What I haven’t written about are my choices that wounded others, including my loved ones. Some of the people I have hurt the most are also the people I love the most in this world. Facing trauma is hard, but what’s even harder is admitting to the world that you weren’t always a good person and that your actions resulted in someone else’s suffering. Even though I haven’t publicly owned my mistakes (until now), it doesn’t mean they haven’t tormented me. For years, I have been buried in guilt. It lives in my mind, frequently appearing in nightmares, reminding me that I wasn’t always an honest person. Every time I look at old photographs of myself, remembering who I used to be, I feel the hatred burn inside. Thoughts fire in my brain: You’re heartless. You’re disgusting. You deserved everything bad that happened to you.
I have been lied to, deceived, manipulated, taken advantage of, betrayed, and cheated.
This is me admitting that I have also been a liar and a cheater. I have deceived, manipulated, taken advantage of, and betrayed others. I have been carelessly selfish. I have loved people and yet still made choices that would devastate them. The situations I was a part of led to the breaking of relationships and altered the course of people’s lives.

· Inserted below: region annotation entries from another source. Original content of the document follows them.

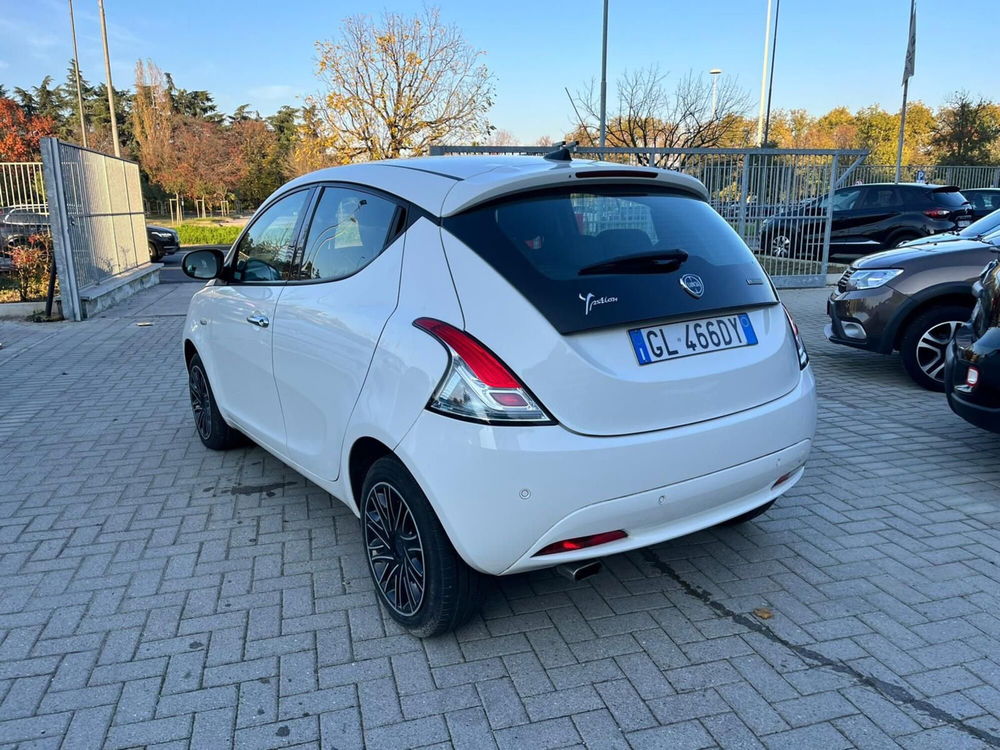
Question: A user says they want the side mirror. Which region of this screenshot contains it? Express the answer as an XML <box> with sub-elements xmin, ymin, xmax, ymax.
<box><xmin>181</xmin><ymin>248</ymin><xmax>225</xmax><ymax>281</ymax></box>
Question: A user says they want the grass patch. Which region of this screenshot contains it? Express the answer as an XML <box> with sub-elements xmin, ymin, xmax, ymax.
<box><xmin>175</xmin><ymin>222</ymin><xmax>243</xmax><ymax>245</ymax></box>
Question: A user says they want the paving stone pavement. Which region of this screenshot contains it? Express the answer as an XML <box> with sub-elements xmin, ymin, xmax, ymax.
<box><xmin>0</xmin><ymin>284</ymin><xmax>1000</xmax><ymax>750</ymax></box>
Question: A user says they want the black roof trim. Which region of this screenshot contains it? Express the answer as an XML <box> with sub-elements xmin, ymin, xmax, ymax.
<box><xmin>381</xmin><ymin>164</ymin><xmax>462</xmax><ymax>182</ymax></box>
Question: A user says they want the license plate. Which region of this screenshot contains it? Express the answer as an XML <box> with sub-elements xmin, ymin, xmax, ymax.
<box><xmin>628</xmin><ymin>313</ymin><xmax>757</xmax><ymax>365</ymax></box>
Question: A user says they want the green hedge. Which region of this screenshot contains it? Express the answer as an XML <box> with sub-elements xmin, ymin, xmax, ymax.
<box><xmin>175</xmin><ymin>224</ymin><xmax>243</xmax><ymax>245</ymax></box>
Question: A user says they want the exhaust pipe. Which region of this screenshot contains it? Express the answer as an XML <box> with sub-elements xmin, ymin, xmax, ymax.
<box><xmin>556</xmin><ymin>560</ymin><xmax>602</xmax><ymax>582</ymax></box>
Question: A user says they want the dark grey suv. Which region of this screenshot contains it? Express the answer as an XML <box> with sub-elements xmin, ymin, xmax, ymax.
<box><xmin>825</xmin><ymin>230</ymin><xmax>1000</xmax><ymax>391</ymax></box>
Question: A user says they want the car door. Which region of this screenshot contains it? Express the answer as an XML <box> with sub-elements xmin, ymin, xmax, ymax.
<box><xmin>830</xmin><ymin>186</ymin><xmax>877</xmax><ymax>257</ymax></box>
<box><xmin>203</xmin><ymin>189</ymin><xmax>311</xmax><ymax>451</ymax></box>
<box><xmin>274</xmin><ymin>185</ymin><xmax>405</xmax><ymax>480</ymax></box>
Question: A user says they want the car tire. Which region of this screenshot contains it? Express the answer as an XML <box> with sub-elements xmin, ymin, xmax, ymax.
<box><xmin>188</xmin><ymin>354</ymin><xmax>246</xmax><ymax>451</ymax></box>
<box><xmin>719</xmin><ymin>498</ymin><xmax>778</xmax><ymax>526</ymax></box>
<box><xmin>899</xmin><ymin>305</ymin><xmax>972</xmax><ymax>391</ymax></box>
<box><xmin>361</xmin><ymin>456</ymin><xmax>481</xmax><ymax>638</ymax></box>
<box><xmin>761</xmin><ymin>231</ymin><xmax>799</xmax><ymax>259</ymax></box>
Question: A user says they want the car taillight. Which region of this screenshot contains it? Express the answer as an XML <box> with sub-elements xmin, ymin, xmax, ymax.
<box><xmin>781</xmin><ymin>305</ymin><xmax>809</xmax><ymax>370</ymax></box>
<box><xmin>534</xmin><ymin>529</ymin><xmax>628</xmax><ymax>557</ymax></box>
<box><xmin>413</xmin><ymin>318</ymin><xmax>554</xmax><ymax>424</ymax></box>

The thing about the pain we’ve experienced and the pain we’ve caused is most of the time, there is not one person who is completely responsible. There is always some responsibility we must take for ourselves, because there are times when we ignore our gut or deny our true feelings because we are chasing a subconscious story or fabricated dream in our head. As much as we want it to be the fault of one person, it rarely is. There are always intertwining factors. There may be one person who was the biggest perpetrator, but if we let that person hold the door to our freedom, then there will always be loose ends. Loose ends from apologies that aren’t sincere or weren’t ever received and behavior that hasn’t changed. In the end, we have to take responsibility for the pieces we can, remember that our choices were influenced by other elements, and learn from our experiences.
It doesn’t change that I did make choices that were heartless and disgusting, and in some ways I did deserve the aftermath of it all. If it wasn’t for the aftermath, though, I may have never become who I am today. Making those choices doesn’t make me heartless or disgusting as a whole. Truthfully, if I hadn’t made them and felt the consequences, I wouldn’t have learned that wasn’t the person I wanted to be.
The person I was is not the person I am today. In fact, I haven’t been that person for years. I am honest and empathetic. I do everything in my power not to hurt others without sacrificing myself. It’s time to stop carrying the guilt of who I’ve been on the shoulders of who I am now. The previous version of me no longer exists.
Wholeheartedly, I wish that my choices hadn’t caused affliction for the people I love. That being said, as much as I want to, I can’t heal anyone else’s wounds. In healing my own, I can love devotedly and hurt less. I can’t change my mistakes, but this is me owning them. This is me owning that I have gained the strength to not make them again.